Quando a gente vive a mil por hora, temos a sensação de que conseguimos driblar o tempo e viver mais em menos tempo. A própria noção de
carpe diem atualmente tem aquela conotação de sair bruscamente da rotina, exagerar ao máximo possível em tudo, cair nos extremos para assim as coisas marcarem mais. É isso que desejamos de Mark, e é isso que faz com que o condenemos quando ele afirma que não deseja prolongar a sua vida.

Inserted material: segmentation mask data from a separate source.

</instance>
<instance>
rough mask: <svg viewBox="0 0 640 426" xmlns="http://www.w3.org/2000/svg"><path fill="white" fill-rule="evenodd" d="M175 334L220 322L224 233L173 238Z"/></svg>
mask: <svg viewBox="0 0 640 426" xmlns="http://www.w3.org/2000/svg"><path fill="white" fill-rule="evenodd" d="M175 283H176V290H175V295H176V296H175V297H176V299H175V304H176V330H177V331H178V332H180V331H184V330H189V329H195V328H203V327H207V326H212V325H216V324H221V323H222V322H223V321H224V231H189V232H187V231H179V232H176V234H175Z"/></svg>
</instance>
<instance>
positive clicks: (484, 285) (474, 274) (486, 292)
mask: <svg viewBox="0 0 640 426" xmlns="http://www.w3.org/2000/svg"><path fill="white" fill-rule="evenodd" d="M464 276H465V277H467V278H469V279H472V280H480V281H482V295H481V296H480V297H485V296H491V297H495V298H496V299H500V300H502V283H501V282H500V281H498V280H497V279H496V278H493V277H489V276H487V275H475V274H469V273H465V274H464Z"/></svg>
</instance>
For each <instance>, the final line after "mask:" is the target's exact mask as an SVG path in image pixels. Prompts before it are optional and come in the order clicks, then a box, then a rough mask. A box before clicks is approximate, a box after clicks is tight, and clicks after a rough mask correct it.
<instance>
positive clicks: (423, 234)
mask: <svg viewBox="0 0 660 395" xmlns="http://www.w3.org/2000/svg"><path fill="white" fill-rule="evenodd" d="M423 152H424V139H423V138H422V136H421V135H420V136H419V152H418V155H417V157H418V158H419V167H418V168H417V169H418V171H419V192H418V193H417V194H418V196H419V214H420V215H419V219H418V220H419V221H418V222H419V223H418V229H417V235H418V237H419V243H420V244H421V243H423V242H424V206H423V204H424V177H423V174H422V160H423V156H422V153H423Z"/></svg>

Não conseguimos aceitar que, 'a vezes, felicidade significa estar em paz suficiente com a gente mesmo para poder sentar numa praia deserta munido de binóculos e ficar caçando tartarugas, com toda a humildade e dignidade do mundo para poder comemorar o fato de simplesmente ter chegado até ali, apesar de tudo e de todos, sem se desesperar um minuto sequer, sem olhar pro passado com rancores de Deus, perdoando a humanidade e a divindade por cada caminho torturoso que os fez andar.

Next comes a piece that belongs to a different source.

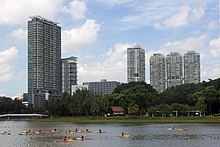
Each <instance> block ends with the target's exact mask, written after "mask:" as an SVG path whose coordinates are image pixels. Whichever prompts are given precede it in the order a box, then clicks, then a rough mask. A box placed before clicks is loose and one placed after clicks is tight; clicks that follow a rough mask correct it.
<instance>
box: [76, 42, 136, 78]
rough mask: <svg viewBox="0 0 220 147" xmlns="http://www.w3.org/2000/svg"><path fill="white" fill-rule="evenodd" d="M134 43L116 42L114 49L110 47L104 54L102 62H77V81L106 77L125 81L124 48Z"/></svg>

O filme foi uma das melhores surpresas desse ano e eu super indico para quem anda cansado desse mundo bobo, e com a sensação de que, atualmente, a felicidade se tornou uma droga sintética ou um roteiro pré-programado que têm como principais objetivos te fazer esquecer da realidade como ela um dia já foi prometida. Um ensimento de como se dever perdoar e se permitir se perdoado o mais cedo possível, antes que não dê mais tempo, antes que a solidão comece a deixar de ser um refúgio e passe a ser uma punição.